One thing I think is interesting about this is that Hezbollah is actually getting more than they bargained for, and they are happy about it! When a spokesman for them said that they did not anticipate this kind of response from Israel some people wondered if they were regretting their initial provocation. I think the truth is that what they are getting is a bigger victory than they had any reason to expect based on past conflicts with Israel, and they have Israel to thank for it. Hezbollah needs a stage to be relevant, and Israel took their small-town, outdoor ampitheater and turned it into the JFK Center. Now the PM of Lebanon, product of the Cedar Revolution, anti-Syria and anti-Hezbollah, is speaking well of Hezbollah, bitterly criticizing Israel (as well he should, his country is in ruins) and embarrassing the US Secretary of State by telling her she isn’t wanted in Beirut without more than she has to offer. Nasrallah et al are kneeling on their prayer rugs five times a day thankful for Israel flying off the handle, and thankful for the United States for so predictably taking the plunge with it.

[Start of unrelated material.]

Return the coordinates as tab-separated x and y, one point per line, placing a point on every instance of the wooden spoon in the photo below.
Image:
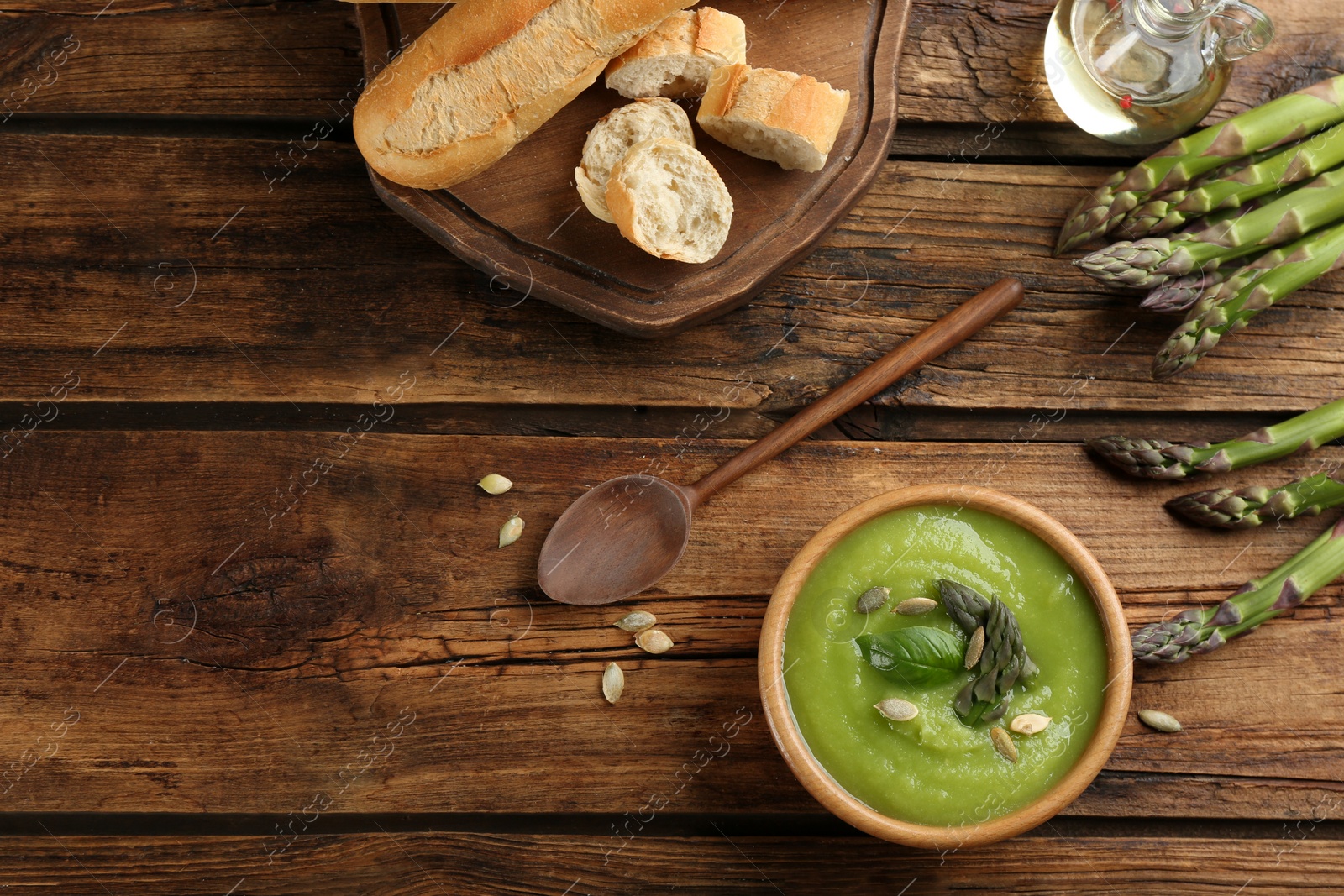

Andrew is right, this has been a disaster for Israel, for the United States, and for Lebanon. It didn’t need to be this way, but for some reason people couldn’t see that destroying a country was not going to succeed in galvanizing that country against and marginalizing a group that had kidnapped a couple of soldiers in a cross-border raid. With apologies to Jonah, we had better think of another way of dealing with Hezbollah other than killing them because they aren’t dying. Not because I’m a liberal, but because I want this to be solved. Failure that follows conservative principles is still failure, and in a fight like this that should be unacceptable to everybody.